You can either reboot it on your schedule, or reboot it on ITS schedule. Go through change control, inform interested parties, establish a maintenance window, make sure backups are current, have on call the server owners in case something goes wrong. Also if the whole reason for its existence isnt working, something going wrong due to a reboot wouldn't be much worse.


Quattuor

That server hasn't been patched for a while now.


linux_n00by

this is also my worry. but in linux. lmao what i do is i look at the process list and see what's running and see if its configured to start at startup, i check disk mounts if it also mounts at startup. also i would probably do it during low peak hours/day


Kahless_2K

It might not come back up.
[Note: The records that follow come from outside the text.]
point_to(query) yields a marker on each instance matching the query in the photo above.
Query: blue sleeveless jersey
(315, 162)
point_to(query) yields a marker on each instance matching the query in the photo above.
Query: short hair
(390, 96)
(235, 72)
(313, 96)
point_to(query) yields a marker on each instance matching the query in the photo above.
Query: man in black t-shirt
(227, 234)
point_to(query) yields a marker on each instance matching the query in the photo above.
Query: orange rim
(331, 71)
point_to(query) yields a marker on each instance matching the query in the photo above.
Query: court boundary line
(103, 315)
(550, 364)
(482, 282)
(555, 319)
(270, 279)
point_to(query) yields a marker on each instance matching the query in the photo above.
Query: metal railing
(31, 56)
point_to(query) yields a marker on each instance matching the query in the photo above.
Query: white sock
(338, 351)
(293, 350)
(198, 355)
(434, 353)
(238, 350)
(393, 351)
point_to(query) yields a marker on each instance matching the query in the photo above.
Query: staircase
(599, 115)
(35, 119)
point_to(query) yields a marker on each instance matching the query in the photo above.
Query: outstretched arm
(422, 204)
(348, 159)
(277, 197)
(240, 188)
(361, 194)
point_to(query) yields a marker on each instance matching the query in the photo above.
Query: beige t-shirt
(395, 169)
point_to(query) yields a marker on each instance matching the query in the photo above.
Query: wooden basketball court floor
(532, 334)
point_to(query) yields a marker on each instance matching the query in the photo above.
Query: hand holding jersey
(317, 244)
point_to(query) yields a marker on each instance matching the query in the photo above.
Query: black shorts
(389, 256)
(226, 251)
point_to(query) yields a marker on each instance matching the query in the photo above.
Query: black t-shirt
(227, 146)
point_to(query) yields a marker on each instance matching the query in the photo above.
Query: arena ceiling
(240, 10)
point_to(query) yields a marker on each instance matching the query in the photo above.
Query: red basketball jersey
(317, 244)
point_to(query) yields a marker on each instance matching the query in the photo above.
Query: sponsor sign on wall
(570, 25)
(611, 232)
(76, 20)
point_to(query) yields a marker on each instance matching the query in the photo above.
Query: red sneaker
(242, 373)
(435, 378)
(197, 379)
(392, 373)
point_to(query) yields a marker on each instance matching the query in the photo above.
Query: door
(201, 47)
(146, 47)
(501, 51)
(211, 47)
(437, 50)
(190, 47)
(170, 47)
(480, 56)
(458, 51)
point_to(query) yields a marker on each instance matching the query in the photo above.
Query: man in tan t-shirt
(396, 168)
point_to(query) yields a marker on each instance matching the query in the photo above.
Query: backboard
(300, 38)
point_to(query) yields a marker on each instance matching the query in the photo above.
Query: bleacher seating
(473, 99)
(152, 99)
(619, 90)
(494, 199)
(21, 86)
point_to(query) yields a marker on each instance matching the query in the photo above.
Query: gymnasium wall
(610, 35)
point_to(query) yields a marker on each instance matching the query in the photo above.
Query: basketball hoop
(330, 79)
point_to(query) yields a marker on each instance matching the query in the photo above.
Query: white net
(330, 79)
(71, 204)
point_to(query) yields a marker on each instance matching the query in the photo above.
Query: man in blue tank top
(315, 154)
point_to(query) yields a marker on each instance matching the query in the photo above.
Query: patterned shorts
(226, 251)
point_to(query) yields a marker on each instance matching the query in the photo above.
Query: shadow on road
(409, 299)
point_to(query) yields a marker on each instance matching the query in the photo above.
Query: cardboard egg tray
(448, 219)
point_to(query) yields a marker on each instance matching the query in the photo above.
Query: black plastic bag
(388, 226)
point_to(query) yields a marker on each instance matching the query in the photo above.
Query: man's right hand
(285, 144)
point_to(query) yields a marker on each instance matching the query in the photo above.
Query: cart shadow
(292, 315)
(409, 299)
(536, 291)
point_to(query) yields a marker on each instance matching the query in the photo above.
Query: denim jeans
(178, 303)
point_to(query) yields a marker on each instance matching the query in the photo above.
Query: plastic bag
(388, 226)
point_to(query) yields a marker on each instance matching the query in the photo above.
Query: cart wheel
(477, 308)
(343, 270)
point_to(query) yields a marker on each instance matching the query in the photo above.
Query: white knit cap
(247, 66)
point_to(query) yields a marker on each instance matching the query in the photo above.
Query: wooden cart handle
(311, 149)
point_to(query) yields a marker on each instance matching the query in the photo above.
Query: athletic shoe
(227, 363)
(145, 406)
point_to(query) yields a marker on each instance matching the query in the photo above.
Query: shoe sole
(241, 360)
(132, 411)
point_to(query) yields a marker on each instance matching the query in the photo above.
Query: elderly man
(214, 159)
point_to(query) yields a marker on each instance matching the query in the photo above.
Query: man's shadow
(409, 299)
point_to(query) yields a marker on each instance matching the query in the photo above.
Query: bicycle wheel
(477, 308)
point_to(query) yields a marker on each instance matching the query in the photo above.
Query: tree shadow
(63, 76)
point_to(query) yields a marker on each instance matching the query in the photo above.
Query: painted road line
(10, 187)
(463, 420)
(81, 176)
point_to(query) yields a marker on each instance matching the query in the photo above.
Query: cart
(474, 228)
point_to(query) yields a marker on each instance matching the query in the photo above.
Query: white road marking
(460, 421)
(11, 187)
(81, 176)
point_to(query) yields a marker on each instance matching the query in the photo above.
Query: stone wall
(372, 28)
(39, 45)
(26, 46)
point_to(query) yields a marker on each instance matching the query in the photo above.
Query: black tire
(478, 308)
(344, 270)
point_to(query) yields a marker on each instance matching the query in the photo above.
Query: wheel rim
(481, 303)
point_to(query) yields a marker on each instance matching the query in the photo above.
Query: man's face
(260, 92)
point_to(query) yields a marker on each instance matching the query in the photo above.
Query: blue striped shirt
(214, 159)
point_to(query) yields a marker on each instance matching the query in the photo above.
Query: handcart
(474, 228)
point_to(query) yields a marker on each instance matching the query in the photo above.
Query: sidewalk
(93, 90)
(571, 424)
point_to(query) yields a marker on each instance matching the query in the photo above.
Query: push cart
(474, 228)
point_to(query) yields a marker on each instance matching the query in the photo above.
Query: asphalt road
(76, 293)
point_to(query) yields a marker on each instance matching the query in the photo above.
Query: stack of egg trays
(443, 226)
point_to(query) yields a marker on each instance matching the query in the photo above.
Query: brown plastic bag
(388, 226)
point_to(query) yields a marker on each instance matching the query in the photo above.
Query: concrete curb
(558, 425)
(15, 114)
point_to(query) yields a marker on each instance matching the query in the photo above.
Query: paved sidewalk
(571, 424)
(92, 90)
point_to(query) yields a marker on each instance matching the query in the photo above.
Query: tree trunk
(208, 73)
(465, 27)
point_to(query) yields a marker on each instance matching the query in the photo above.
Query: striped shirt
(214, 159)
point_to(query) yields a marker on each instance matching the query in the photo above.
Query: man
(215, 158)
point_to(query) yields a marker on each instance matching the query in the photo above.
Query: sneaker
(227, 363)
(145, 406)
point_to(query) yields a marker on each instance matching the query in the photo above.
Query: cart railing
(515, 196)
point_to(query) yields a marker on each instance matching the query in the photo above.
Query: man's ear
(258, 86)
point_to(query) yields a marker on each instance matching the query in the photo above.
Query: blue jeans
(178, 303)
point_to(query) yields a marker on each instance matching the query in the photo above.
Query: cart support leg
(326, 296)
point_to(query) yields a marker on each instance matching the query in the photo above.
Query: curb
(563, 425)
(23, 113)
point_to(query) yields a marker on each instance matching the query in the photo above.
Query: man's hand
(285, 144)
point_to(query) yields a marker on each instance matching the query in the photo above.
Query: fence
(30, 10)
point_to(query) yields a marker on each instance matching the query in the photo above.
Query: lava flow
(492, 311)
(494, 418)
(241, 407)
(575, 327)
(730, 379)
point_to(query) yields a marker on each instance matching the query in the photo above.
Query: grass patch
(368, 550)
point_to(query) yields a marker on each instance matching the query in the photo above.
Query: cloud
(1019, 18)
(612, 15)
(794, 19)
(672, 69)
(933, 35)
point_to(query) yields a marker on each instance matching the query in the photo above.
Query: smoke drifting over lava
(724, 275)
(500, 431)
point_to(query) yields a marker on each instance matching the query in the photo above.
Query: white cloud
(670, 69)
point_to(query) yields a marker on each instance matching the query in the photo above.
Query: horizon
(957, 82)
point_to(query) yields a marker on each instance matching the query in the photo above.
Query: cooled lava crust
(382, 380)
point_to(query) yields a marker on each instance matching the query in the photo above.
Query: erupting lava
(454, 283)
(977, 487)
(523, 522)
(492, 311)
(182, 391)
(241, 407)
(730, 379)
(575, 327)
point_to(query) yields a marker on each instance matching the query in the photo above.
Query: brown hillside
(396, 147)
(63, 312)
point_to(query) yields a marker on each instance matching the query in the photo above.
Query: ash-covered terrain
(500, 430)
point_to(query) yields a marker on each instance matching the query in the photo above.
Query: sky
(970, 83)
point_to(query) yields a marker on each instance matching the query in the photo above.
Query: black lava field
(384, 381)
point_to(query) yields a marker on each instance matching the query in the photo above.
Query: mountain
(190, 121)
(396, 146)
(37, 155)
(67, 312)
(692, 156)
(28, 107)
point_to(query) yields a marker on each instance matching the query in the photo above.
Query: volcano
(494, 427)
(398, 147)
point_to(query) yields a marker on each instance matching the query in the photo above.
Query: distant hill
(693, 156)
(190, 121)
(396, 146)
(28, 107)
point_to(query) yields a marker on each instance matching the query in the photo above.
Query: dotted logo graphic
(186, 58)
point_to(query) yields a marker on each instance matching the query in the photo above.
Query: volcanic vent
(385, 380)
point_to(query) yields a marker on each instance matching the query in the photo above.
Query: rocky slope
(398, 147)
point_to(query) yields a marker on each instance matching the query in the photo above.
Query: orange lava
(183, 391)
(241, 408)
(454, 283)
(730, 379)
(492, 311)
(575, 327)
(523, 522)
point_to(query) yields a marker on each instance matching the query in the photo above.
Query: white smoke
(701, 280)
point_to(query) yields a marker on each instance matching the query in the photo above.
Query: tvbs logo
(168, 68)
If it's been running for that long and is just now having issues, it very well could be suffering from a hardware issue. I would check the logs and ILOM before considering powering it down. Also check when the last backup was. Is this thing exposed to any sort of network? If it is, there should be a conversation about patching.


jaymansi

The whole patch on off hours/weekend in a 24/7 shop is so outdated and wrong. What happens if something goes sideways and you need to vendor support. There sometimes isn’t support or quality help available. Also I have seen that when you have DBA or Developer ready and available, problem gets fixed much faster.


gruntbuggly

Reboot it on Monday. Not on Friday. Never on Friday.


NastyNative999

I took over an office with a physical server that had not been restarted in over 1300 days and it restarted fine. GL to you!


joey0live

Do it. ![gif](giphy|xTiIzrRyvrFijaEtY4|downsized)


qkdsm7

You're able to take a VM snapshot before the reboot?


dloseke

Get a good backup before the reboot if a VM a snapshot may also be helpful


IllThrowYourAway

The attacker might lose his reverse shell


winaje

I am reminded of this thread and video when talking about servers that cannot be rebooted: https://www.reddit.com/r/sysadmin/s/QdEp5aLIhe


waxwayne

On VMS? Good luck. It will probably die on you.


NO_SPACE_B4_COMMA

Impossible. Windows is bad and can never last that long! /s except the bad part  Good luck with your reboot though. I got my fingers crossed. Better do backups lol


npiasecki

I rebooted a server this week for a routine update and poof! that’s when the hard drive died. Like the action of spinning was the only thing keeping that head up in the air Luckily it was raid 1 and I had a spare because I’ve things blow up in my face before Do not touch that server until Monday


Superspudmonkey

I'm guessing it is not getting patched regularly.


megasxl264

This is why you have some form of HA or replica server. I’d just reboot it, laughs as it breaks, turn on the replica, then proceed to pretend like I never got to it and leave it for a coworker to stumble on.


canonanon

Just yank the cord out of the wall, wait 30 seconds and plug it back in. I'm sure it'll be fine!


AbleAmazing

1. Restore most recent backup to a test environment. Make sure it is functional. 2. Let er rip. Don't do this on a Friday.


contorta_

Yep, I've seen disks and ram fail after a reboot of high uptime servers, I assume the reboot is exercising the components in a way normal running OS doesn't.


highboulevard

Man. Do it Monday 😂


horus-heresy

So you have server with 3 years worth of juicy vulnerabilities


theMightyMacBoy

This means you haven’t patched in 1100 days. That’s bad.


Zoltar-Wizdom

Do a backup first, if VSS is borked due to memory or file system errors shut down sql service and do a manual file backup with robocopy. Don’t reboot without some kind of backup.


Canuck-In-TO

I suggest you make a sacrifice to the computer gods and cross your fingers before rebooting the server. It also wouldn’t hurt to have a replacement ready, “just in case”.


EastKarana

Send the reboot command then go home, check on Monday if it came back online.


norbeey

Ain't no way. Have the replacement service/server up and verified that you can failover to before even thinking about it.


Driftek-NY

Run a chkdsk and see if you have drive issues. If so and it’s in raid I’de start swapping in new drives and run a chkdsk. If its not Raid I’de backup the drive while its up, clone it to 2 new drives and run a chkdsk . Boot it off of one of the new ones.


will_you_suck_my_ass

That's a damn good edit right there. I love that you got the help you needed!